When asked if an actor can claim stake if she/he has invested in the project, Lulla said , “In that case, it should be an unanimous decision. Nikhil was a co-producer of D-Day so he has a right to every decision made. It could be the same for Shruti in the capacity of a producer. However, there is no clause as such where actors can stall a release.” So how does one come to an amicable decision? And Lulla replies, “In this case, I think Shruti should place her trust in the makers and request them to do the needful.”
Talking about a contract clause, for Madhavan, it was a case of once bitten twice shy. Very cautious since the beginning, the actor states, “Right from my first films, in both Hindi and Tamil, my contracts are very clear that under no circumstances is the producer allowed to either sell, exploit or dub my film in either languages. However, he may sell the remake rights if he wants. When I have a line of films in both the industries, I don’t want to break the line of order of release. For example, if I have promised to do a film after 3 Idiots, suddenly another producer, trying to cash in on its success, releases a dubbed version of my Tamil film. Here he is taking undue advantage and it is not fair. Hence my contracts are always very clear and I enforce it very strictly. Sometimes people play dirty with us and so we too have to retaliate. It is the responsibility of the buyer as well as the seller to look at the contract and they cannot be naïve and say ‘I did not know when I bought the film’.”

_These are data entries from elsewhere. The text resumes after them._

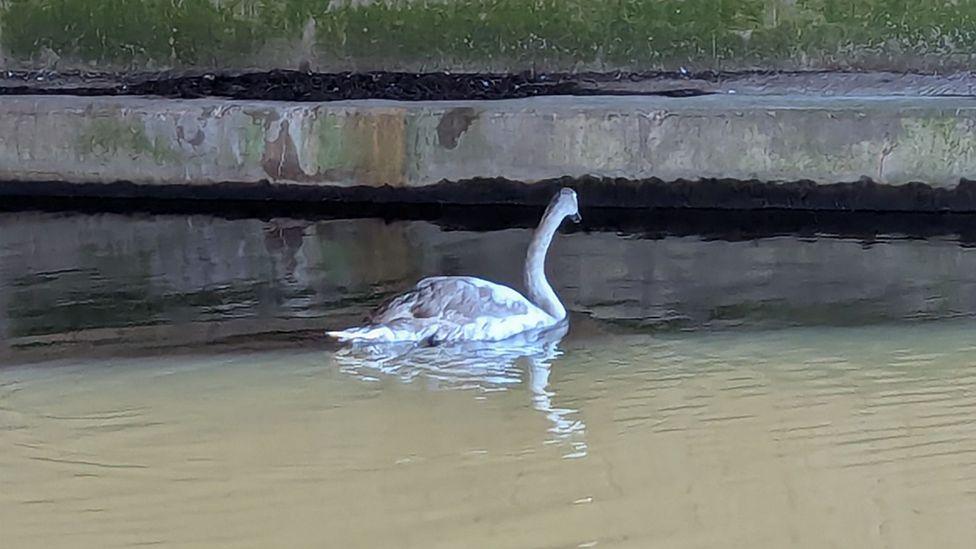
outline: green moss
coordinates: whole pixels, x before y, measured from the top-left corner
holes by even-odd
[[[180,159],[179,153],[163,140],[150,139],[141,124],[115,119],[93,121],[79,138],[78,149],[93,156],[115,156],[119,152],[148,156],[157,164]]]
[[[102,64],[260,64],[316,23],[332,68],[826,66],[976,53],[976,2],[7,0],[3,46]],[[288,51],[294,48],[286,47]],[[887,60],[887,61],[886,61]],[[963,61],[959,61],[963,62]]]

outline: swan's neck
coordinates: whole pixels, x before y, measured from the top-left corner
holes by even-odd
[[[566,318],[566,308],[546,279],[546,252],[564,217],[558,208],[546,211],[525,256],[525,288],[529,300],[556,320]]]

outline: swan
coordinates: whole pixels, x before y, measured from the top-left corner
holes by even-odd
[[[576,192],[561,189],[549,202],[525,256],[528,299],[472,276],[425,278],[387,301],[365,326],[326,332],[340,342],[426,343],[502,341],[566,321],[566,308],[546,279],[546,252],[563,219],[580,221]]]

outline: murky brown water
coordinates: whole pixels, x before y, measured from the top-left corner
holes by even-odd
[[[562,340],[255,343],[526,239],[0,216],[0,546],[973,546],[952,241],[563,235]]]

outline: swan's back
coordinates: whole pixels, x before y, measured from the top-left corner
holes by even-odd
[[[553,323],[511,288],[475,277],[437,276],[381,305],[367,326],[331,335],[369,341],[499,341]]]

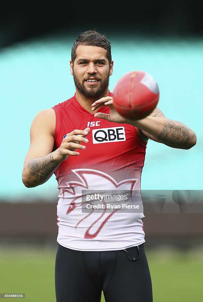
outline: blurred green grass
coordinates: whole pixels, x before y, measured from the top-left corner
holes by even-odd
[[[146,249],[154,302],[202,302],[202,248],[181,251],[169,247]],[[56,249],[0,249],[0,293],[24,293],[28,302],[55,302]],[[12,300],[2,298],[1,301]],[[105,302],[102,295],[101,302]]]

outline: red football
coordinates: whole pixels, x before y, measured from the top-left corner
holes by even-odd
[[[113,94],[115,109],[130,120],[140,120],[148,115],[159,98],[156,81],[149,74],[141,70],[131,71],[121,77]]]

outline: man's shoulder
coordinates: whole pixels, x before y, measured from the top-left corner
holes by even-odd
[[[53,106],[52,108],[56,109],[66,109],[69,106],[71,105],[73,103],[74,96],[73,96],[70,98],[66,100],[61,103],[59,103],[55,106]]]

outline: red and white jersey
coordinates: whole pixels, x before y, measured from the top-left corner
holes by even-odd
[[[111,198],[117,192],[133,192],[130,202],[119,201],[120,205],[132,204],[133,195],[140,191],[146,143],[133,126],[94,117],[75,95],[53,109],[56,119],[55,149],[74,129],[91,129],[86,149],[79,150],[78,156],[69,156],[55,172],[59,191],[58,242],[82,251],[122,249],[144,242],[142,202],[138,211],[107,207],[112,202],[109,192]],[[108,114],[109,111],[102,107],[98,111]],[[89,198],[94,194],[97,200]],[[102,208],[92,207],[98,202]]]

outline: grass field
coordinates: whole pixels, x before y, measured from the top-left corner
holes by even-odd
[[[1,248],[0,293],[24,293],[25,298],[20,299],[23,301],[55,302],[56,251]],[[203,251],[202,247],[183,252],[163,247],[158,253],[146,249],[154,302],[202,302]],[[6,300],[14,300],[3,298],[1,301]],[[103,295],[101,301],[105,301]]]

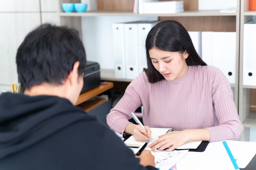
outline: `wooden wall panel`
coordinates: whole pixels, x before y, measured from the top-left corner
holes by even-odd
[[[236,32],[235,16],[161,17],[159,19],[175,20],[191,31]]]
[[[97,0],[99,11],[132,11],[134,1],[133,0]]]
[[[160,0],[166,1],[170,0]],[[198,0],[183,0],[184,9],[197,10],[198,9]],[[133,10],[134,0],[97,0],[99,11],[127,11]]]

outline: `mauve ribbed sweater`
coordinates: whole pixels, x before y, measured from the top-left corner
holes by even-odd
[[[107,116],[108,125],[123,132],[131,112],[141,105],[143,123],[150,127],[207,128],[211,141],[237,139],[243,129],[229,83],[211,66],[190,66],[181,77],[154,84],[148,82],[144,72],[127,86]]]

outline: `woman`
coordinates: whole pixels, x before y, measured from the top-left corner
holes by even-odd
[[[180,23],[166,20],[149,32],[146,42],[148,69],[135,79],[107,115],[108,125],[120,133],[145,141],[149,127],[174,131],[149,146],[171,151],[189,140],[236,140],[243,128],[227,79],[207,66]],[[141,126],[129,122],[131,112],[143,106]]]

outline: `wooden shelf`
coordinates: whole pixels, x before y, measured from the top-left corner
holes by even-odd
[[[138,13],[129,11],[97,11],[84,13],[60,12],[61,16],[235,16],[237,12],[220,12],[220,10],[186,10],[184,12],[173,13]]]
[[[256,128],[256,112],[251,112],[242,123],[245,128]]]
[[[101,79],[104,81],[114,82],[131,82],[132,79],[121,79],[115,77],[115,70],[111,69],[101,69]]]
[[[244,12],[244,15],[256,15],[256,11],[247,11]]]
[[[94,108],[107,102],[107,99],[100,97],[95,97],[77,105],[83,109],[85,112],[88,112]]]
[[[75,105],[78,105],[114,87],[112,82],[104,82],[98,87],[80,94]]]

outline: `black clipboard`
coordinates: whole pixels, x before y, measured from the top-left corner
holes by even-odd
[[[186,150],[187,149],[189,149],[189,151],[192,151],[192,152],[204,152],[207,145],[208,145],[208,144],[209,144],[209,141],[202,141],[200,144],[200,145],[197,147],[196,149],[175,149],[175,150]]]

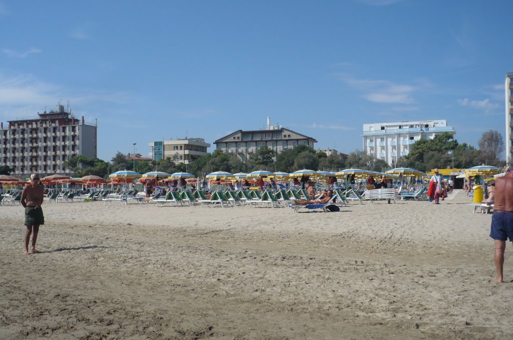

Assuming that Haasan is shying away from the fact that she is playing a prostitute in the film and so is apprehensive about the release, Gada states, “A film is released globally and everyone has seen it, be it in the theatre or on YouTube. Today, there are so many ways to watch a film. So an actor has to decide before signing the project whether he/she wants to play such a role. Moreover, ours is a democratic country and anyone can take legal action, but there should be a basis to the issue. Having said that, ultimately the producer is the owner of the film.”
Before going to the press when we tried contacting Haasan again, her spokesperson texted us saying, “Shruti has disassociated herself from the Tamil/Telugu release. We do not want to comment on this anymore as it gives the film more mileage.”